Requirements for Statistical Analytics and Data Mining
OpenBudgets.eu: Fighting Corruption with Fiscal Transparency
Project Number: 645833
Start Date of Project: 01.05.2015
Duration: 30 months
Deliverable 2.3 Requirements for Statistical Analytics and Data Mining
Dissemination Level
Public
Due Date of Deliverable
Month 12, 30.04.2016
Actual Submission Date
01.06.2016
Work Package
WP 2, Data Collection and Mining
Task
T 2.3
Type
Report
Approval Status
Final
Version
1.0
Number of Pages
32
Filename
D2.3 - Requirements for Statistical Analytics and Data Mining.docx
Abstract: In this deliverable we present requirements for statistical analytics and data mining in the OpenBudgets.eu (OBEU) platform.
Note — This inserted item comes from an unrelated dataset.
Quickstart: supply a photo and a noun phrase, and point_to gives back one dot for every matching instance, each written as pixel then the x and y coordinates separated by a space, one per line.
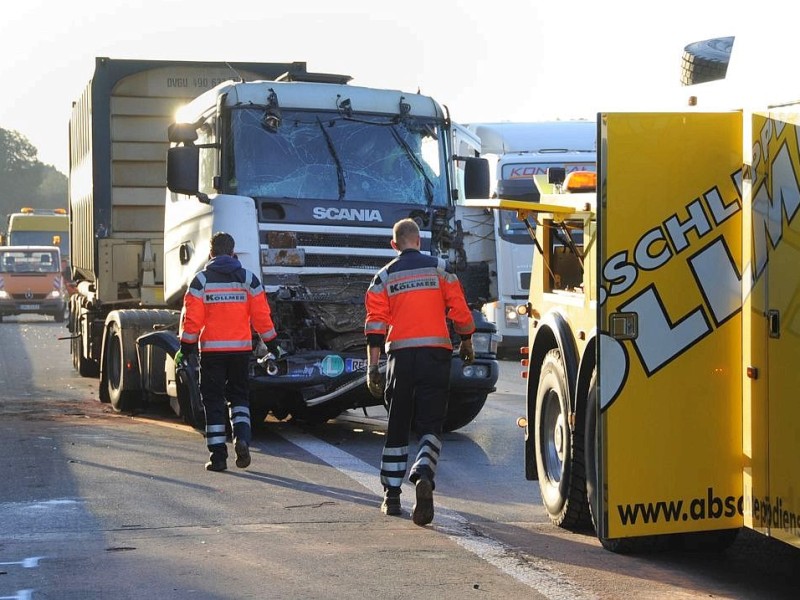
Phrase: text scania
pixel 365 215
Based on user needs assessed and reported in previous OBEU deliverables we formulate data mining and analytics tasks, discuss related tools and algorithms, and finally define corresponding requirements.
The information in this document reflects only the author's views and the European Community is not liable for any use that may be made of the information contained therein. The information in this document is provided "as is" without guarantee or warranty of any kind, express or implied, including but not limited to the fitness of the information for a particular purpose. The user thereof uses the information at his/ her sole risk and liability.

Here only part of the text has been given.